Ale to nie jest system bez haczyków. Kluczowe różnice między estońskim CIT-em a tym klasycznym to:
- rozliczenia w pełni na podstawie rachunkowości bilansowej – koniec z podatkowymi kosztami, innymi amortyzacjami itp.;
- brak „klasycznego” rozliczenia rocznego CIT;
- surowe podejście do tzw. ukrytych zysków – czyli świadczeń, które wyglądają na coś innego niż dywidenda, ale faktycznie są sposobem na wyciągnięcie pieniędzy ze spółki.
Kiedy estoński CIT się opłaca?
Estoński CIT to świetne rozwiązanie – ale nie dla każdego. Opłaca się firmom, które:
- nie planują wypłaty dywidend (albo robią to rzadko i rozsądnie);
- inwestują w aktywa trwałe lub nowe projekty – zamiast wypłacać zyski, rozwijają działalność;
- mają dobrze prowadzoną księgowość i umieją udowodnić rynkowość swoich transakcji;
- nie potrzebują „wyciągać” środków na życie – idealne dla spółek rodzinnych lub startupów ze wsparciem zewnętrznym.
Kiedy lepiej uważać?
Estoński CIT to nie jest magiczna formuła na „brak podatku”. I nie warto dać się zwieść prostocie zasad.
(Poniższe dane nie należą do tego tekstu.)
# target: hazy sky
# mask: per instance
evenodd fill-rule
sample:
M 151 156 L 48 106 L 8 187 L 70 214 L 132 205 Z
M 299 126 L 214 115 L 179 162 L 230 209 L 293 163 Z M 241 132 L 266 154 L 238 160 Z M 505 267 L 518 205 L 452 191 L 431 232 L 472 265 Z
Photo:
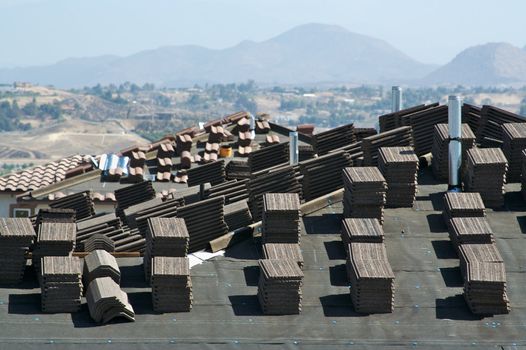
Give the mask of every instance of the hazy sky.
M 526 45 L 524 0 L 0 0 L 0 67 L 224 48 L 311 22 L 386 40 L 426 63 L 486 42 Z

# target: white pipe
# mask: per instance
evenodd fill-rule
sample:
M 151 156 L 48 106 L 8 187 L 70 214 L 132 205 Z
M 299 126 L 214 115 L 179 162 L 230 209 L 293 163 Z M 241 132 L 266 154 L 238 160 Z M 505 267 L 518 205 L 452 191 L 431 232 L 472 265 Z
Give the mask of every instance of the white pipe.
M 289 132 L 290 165 L 296 165 L 299 161 L 298 132 Z
M 460 187 L 460 167 L 462 166 L 462 98 L 449 96 L 449 188 Z
M 393 86 L 391 89 L 391 111 L 398 112 L 402 107 L 402 88 L 400 86 Z

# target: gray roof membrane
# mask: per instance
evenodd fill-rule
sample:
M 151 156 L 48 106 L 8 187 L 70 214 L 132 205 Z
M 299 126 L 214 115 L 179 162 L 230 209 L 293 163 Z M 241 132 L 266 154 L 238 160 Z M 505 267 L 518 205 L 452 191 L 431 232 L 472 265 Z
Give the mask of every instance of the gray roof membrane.
M 257 300 L 258 238 L 191 270 L 191 312 L 155 314 L 139 258 L 118 259 L 136 322 L 97 326 L 83 304 L 75 314 L 43 314 L 34 275 L 0 289 L 0 338 L 13 348 L 355 349 L 522 348 L 526 344 L 526 204 L 520 185 L 506 185 L 506 207 L 487 210 L 504 259 L 511 313 L 480 318 L 469 311 L 459 260 L 442 218 L 442 194 L 421 174 L 413 209 L 386 209 L 385 245 L 395 274 L 395 310 L 357 314 L 351 304 L 339 236 L 341 203 L 302 220 L 302 313 L 263 315 Z M 422 171 L 421 171 L 422 173 Z M 29 268 L 28 268 L 28 271 Z

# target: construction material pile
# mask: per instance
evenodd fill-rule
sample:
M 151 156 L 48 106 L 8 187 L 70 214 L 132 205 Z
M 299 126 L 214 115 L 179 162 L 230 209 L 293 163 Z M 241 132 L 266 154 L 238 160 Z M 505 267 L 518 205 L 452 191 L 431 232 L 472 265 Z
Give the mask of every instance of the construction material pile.
M 509 313 L 506 271 L 497 246 L 462 244 L 459 251 L 464 298 L 471 312 L 477 315 Z
M 263 243 L 263 257 L 269 260 L 292 260 L 303 268 L 303 255 L 296 243 Z
M 382 147 L 378 168 L 387 181 L 385 205 L 412 207 L 417 192 L 418 157 L 412 147 Z
M 86 293 L 91 318 L 98 323 L 108 323 L 116 317 L 135 321 L 135 312 L 128 295 L 110 277 L 94 279 Z
M 156 256 L 185 257 L 190 235 L 182 218 L 149 218 L 144 253 L 144 276 L 152 275 L 151 264 Z
M 121 270 L 117 259 L 105 250 L 95 250 L 84 258 L 82 283 L 88 287 L 95 278 L 110 277 L 115 283 L 121 283 Z
M 80 259 L 72 256 L 45 256 L 41 265 L 42 311 L 79 311 L 82 297 Z
M 394 273 L 385 244 L 352 242 L 348 252 L 347 274 L 356 312 L 393 312 Z
M 467 150 L 475 147 L 475 134 L 468 124 L 462 124 L 462 167 L 465 168 Z M 432 169 L 433 174 L 439 180 L 447 180 L 449 177 L 449 126 L 447 124 L 435 125 L 433 136 Z
M 152 302 L 156 312 L 183 312 L 192 308 L 192 281 L 187 257 L 152 258 Z
M 264 195 L 261 238 L 264 243 L 299 243 L 300 200 L 297 194 Z
M 258 299 L 267 315 L 301 312 L 303 272 L 294 260 L 259 260 Z
M 383 223 L 387 184 L 380 170 L 376 167 L 345 168 L 343 183 L 343 216 L 376 218 Z
M 526 149 L 526 123 L 502 124 L 502 151 L 508 159 L 507 182 L 519 182 L 522 171 L 522 151 Z
M 504 205 L 508 161 L 500 148 L 472 148 L 467 152 L 464 189 L 479 192 L 486 207 Z
M 25 254 L 35 239 L 28 218 L 0 218 L 0 284 L 20 283 L 26 268 Z

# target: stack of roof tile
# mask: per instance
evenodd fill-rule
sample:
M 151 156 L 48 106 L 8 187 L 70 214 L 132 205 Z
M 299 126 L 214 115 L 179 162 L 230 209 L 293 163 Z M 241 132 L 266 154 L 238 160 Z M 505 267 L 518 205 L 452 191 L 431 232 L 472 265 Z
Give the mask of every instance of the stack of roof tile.
M 382 147 L 378 168 L 387 181 L 386 206 L 412 207 L 417 192 L 418 157 L 412 147 Z
M 378 219 L 348 218 L 342 221 L 341 237 L 347 249 L 351 242 L 382 243 L 384 230 Z
M 49 203 L 55 209 L 73 209 L 77 220 L 82 220 L 95 215 L 95 205 L 91 191 L 70 194 L 69 196 L 55 199 Z
M 225 222 L 228 231 L 232 232 L 252 224 L 252 215 L 246 201 L 225 205 Z
M 250 153 L 248 156 L 248 166 L 250 172 L 258 172 L 260 170 L 270 168 L 276 165 L 289 163 L 289 143 L 279 143 L 267 147 L 263 147 L 257 151 Z
M 329 153 L 330 150 L 356 142 L 354 125 L 347 124 L 320 132 L 312 136 L 312 147 L 319 156 Z
M 405 146 L 413 146 L 413 134 L 410 126 L 403 126 L 366 137 L 362 139 L 363 164 L 378 165 L 378 150 L 381 147 Z
M 351 157 L 343 150 L 301 162 L 305 200 L 309 201 L 341 188 L 341 171 L 352 165 Z
M 72 256 L 45 256 L 41 264 L 42 311 L 79 311 L 82 297 L 80 259 Z
M 258 299 L 267 315 L 301 312 L 303 272 L 294 260 L 259 260 Z
M 303 268 L 303 255 L 297 243 L 263 243 L 263 257 L 270 260 L 292 260 Z
M 177 217 L 184 219 L 190 235 L 189 252 L 205 249 L 211 240 L 228 233 L 224 205 L 224 197 L 217 197 L 177 208 Z
M 40 262 L 46 256 L 70 256 L 75 249 L 77 226 L 71 222 L 43 222 L 33 248 L 33 266 L 41 271 Z
M 508 159 L 507 182 L 519 182 L 521 178 L 521 153 L 526 149 L 526 123 L 502 124 L 502 150 Z
M 251 179 L 247 183 L 248 205 L 254 221 L 261 220 L 263 213 L 263 195 L 265 193 L 297 193 L 301 198 L 299 184 L 293 167 L 269 171 L 266 174 Z
M 444 195 L 444 218 L 485 217 L 486 207 L 479 193 L 446 192 Z
M 504 205 L 504 184 L 508 161 L 500 148 L 468 150 L 464 188 L 479 192 L 486 207 Z
M 82 283 L 87 288 L 95 278 L 110 277 L 115 283 L 121 283 L 121 270 L 117 259 L 105 250 L 95 250 L 84 258 Z
M 154 257 L 151 284 L 154 311 L 181 312 L 192 308 L 192 281 L 187 257 Z
M 299 243 L 300 200 L 296 193 L 265 194 L 261 238 L 264 243 Z
M 35 231 L 28 218 L 0 218 L 0 284 L 19 283 Z
M 170 142 L 161 143 L 157 150 L 157 181 L 170 181 L 172 178 L 172 157 L 175 149 Z
M 462 124 L 462 166 L 465 168 L 467 150 L 475 146 L 475 134 L 468 124 Z M 433 174 L 437 179 L 446 180 L 449 177 L 449 127 L 447 124 L 435 125 L 433 138 Z
M 156 256 L 182 257 L 188 253 L 190 235 L 181 218 L 149 218 L 144 253 L 144 276 L 152 275 L 151 264 Z
M 361 313 L 394 311 L 394 274 L 385 244 L 352 242 L 348 245 L 347 274 L 354 309 Z
M 460 245 L 464 298 L 474 314 L 510 312 L 504 262 L 495 244 Z
M 110 237 L 96 233 L 83 243 L 83 251 L 92 252 L 95 250 L 115 251 L 115 242 Z
M 187 170 L 188 186 L 196 186 L 210 182 L 217 185 L 225 181 L 225 161 L 212 162 Z
M 86 293 L 91 318 L 98 323 L 108 323 L 116 317 L 135 321 L 135 312 L 128 295 L 110 277 L 94 279 Z
M 343 216 L 384 220 L 387 184 L 376 167 L 345 168 L 343 171 Z
M 493 231 L 485 217 L 457 217 L 448 223 L 449 238 L 458 248 L 460 244 L 494 243 Z
M 155 198 L 155 189 L 151 181 L 143 181 L 115 190 L 115 198 L 117 199 L 117 215 L 123 217 L 124 209 Z
M 502 142 L 502 124 L 524 123 L 526 118 L 493 106 L 482 106 L 480 126 L 477 130 L 477 142 L 487 140 Z

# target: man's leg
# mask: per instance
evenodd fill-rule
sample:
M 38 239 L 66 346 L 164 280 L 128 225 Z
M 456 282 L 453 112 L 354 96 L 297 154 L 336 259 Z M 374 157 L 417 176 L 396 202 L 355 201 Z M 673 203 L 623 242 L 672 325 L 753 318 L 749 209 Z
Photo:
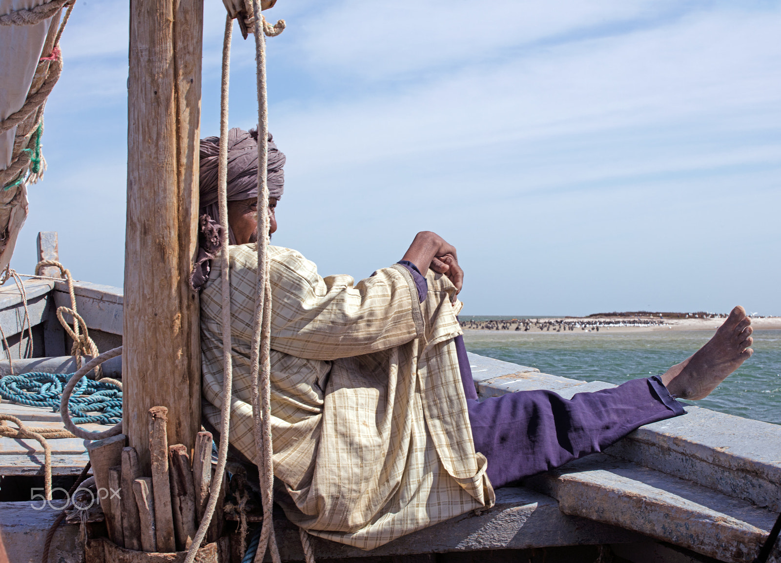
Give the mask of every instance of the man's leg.
M 580 393 L 569 401 L 535 390 L 477 402 L 469 362 L 461 358 L 465 358 L 465 350 L 459 351 L 475 449 L 488 459 L 491 483 L 498 487 L 558 467 L 601 451 L 644 424 L 683 414 L 670 392 L 702 398 L 712 391 L 751 355 L 750 323 L 743 308 L 736 307 L 708 344 L 662 378 Z M 462 342 L 456 340 L 456 345 L 462 347 Z

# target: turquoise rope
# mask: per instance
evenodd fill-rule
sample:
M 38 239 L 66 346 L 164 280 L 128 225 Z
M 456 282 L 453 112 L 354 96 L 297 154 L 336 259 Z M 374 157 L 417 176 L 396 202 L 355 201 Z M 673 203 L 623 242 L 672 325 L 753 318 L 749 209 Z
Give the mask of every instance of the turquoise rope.
M 41 162 L 43 162 L 43 157 L 41 156 L 41 137 L 43 134 L 43 129 L 44 129 L 43 123 L 38 123 L 38 126 L 36 127 L 35 133 L 33 134 L 33 137 L 32 137 L 34 145 L 34 148 L 22 149 L 22 152 L 27 152 L 31 155 L 31 156 L 30 157 L 29 172 L 34 174 L 37 174 L 39 172 L 41 172 Z M 20 176 L 11 184 L 9 184 L 6 186 L 5 186 L 3 187 L 3 191 L 5 191 L 6 190 L 10 190 L 12 187 L 18 186 L 19 184 L 20 184 L 22 182 L 24 181 L 24 179 L 27 177 L 27 175 L 23 173 L 23 172 L 20 173 Z
M 62 389 L 73 375 L 30 372 L 5 376 L 0 379 L 0 397 L 58 412 Z M 114 383 L 82 377 L 68 401 L 68 410 L 74 424 L 117 424 L 122 422 L 122 390 Z

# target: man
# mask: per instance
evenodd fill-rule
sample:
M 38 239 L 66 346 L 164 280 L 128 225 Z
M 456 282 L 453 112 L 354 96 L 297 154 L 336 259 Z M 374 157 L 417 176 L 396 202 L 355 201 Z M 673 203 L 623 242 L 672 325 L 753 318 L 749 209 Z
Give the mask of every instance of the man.
M 249 388 L 257 240 L 256 134 L 229 134 L 234 394 L 231 445 L 255 459 Z M 269 136 L 269 141 L 271 137 Z M 217 137 L 201 144 L 201 298 L 205 418 L 219 426 L 221 280 Z M 284 155 L 269 142 L 270 230 Z M 213 206 L 212 206 L 213 207 Z M 752 351 L 740 307 L 703 348 L 661 377 L 565 400 L 537 390 L 477 401 L 456 319 L 456 249 L 419 233 L 402 259 L 355 283 L 322 278 L 295 251 L 271 246 L 271 408 L 276 501 L 311 533 L 371 549 L 472 509 L 494 489 L 599 451 L 627 433 L 683 414 Z

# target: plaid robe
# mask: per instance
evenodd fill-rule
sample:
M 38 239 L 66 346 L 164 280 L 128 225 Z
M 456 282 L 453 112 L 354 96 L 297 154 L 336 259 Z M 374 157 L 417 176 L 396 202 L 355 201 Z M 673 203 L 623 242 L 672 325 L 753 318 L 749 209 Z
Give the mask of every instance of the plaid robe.
M 453 338 L 455 287 L 429 273 L 419 302 L 400 265 L 354 284 L 320 277 L 298 252 L 269 247 L 271 408 L 278 502 L 310 533 L 363 549 L 494 496 L 475 452 Z M 249 381 L 257 255 L 230 247 L 234 393 L 230 443 L 255 459 Z M 220 266 L 201 297 L 204 415 L 222 401 Z

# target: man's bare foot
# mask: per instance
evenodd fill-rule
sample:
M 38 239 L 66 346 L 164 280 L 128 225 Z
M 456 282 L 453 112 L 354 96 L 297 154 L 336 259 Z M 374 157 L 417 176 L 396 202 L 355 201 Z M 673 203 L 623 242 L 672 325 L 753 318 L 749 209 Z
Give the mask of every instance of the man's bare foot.
M 662 383 L 673 397 L 703 399 L 750 358 L 754 339 L 751 319 L 738 305 L 732 310 L 713 338 L 694 355 L 673 365 L 662 376 Z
Nie opłaca się spółkom, które:
- mają luźną politykę wydatkową – samochody użytkowane prywatnie, prezenty, wydatki reprezentacyjne? Fiskus to widzi;
- regularnie wypłacają zyski – wtedy odroczony podatek wraca do gry i może być nawet wyższy;
- nie spełniają warunków formalnych (np. struktura udziałowa, zatrudnienie);
- są częścią skomplikowanych holdingów, z transakcjami wewnątrzgrupowymi lub przychodami pasywnymi (np. z najmu, licencji) powyżej 50%.
Efektywne opodatkowanie:
Efektywne opodatkowanie (czyli łączne obciążenie z tytułu podatku CIT i PIT) w estońskim CIT zależy od wielkości spółki. Dla małego podatnika (czyli spółki, której przychody w poprzednim roku podatkowym nie przekroczyły 2 mln euro) łączna efektywna stawka podatkowa wynosi 20%. Natomiast dla dużego podatnika (czyli przekraczającego ten próg) efektywne opodatkowanie wynosi 25%.
Dla porównania – przy klasycznym modelu opodatkowania CIT + PIT, efektywne obciążenie dla małego podatnika wynosi 26,29%, a dla dużego podatnika aż 34,39%.
Oznacza to, że estoński CIT – szczególnie dla małych podatników – pozwala znacząco obniżyć łączne opodatkowanie wypłacanych zysków.
Jak to możliwe? Dzięki odliczeniu części podatku zapłaconego przez spółkę od PIT wspólnika. Ale tylko wtedy, gdy wypłacona dywidenda jest legalna, udokumentowana i nie stanowi ukrytego zysku.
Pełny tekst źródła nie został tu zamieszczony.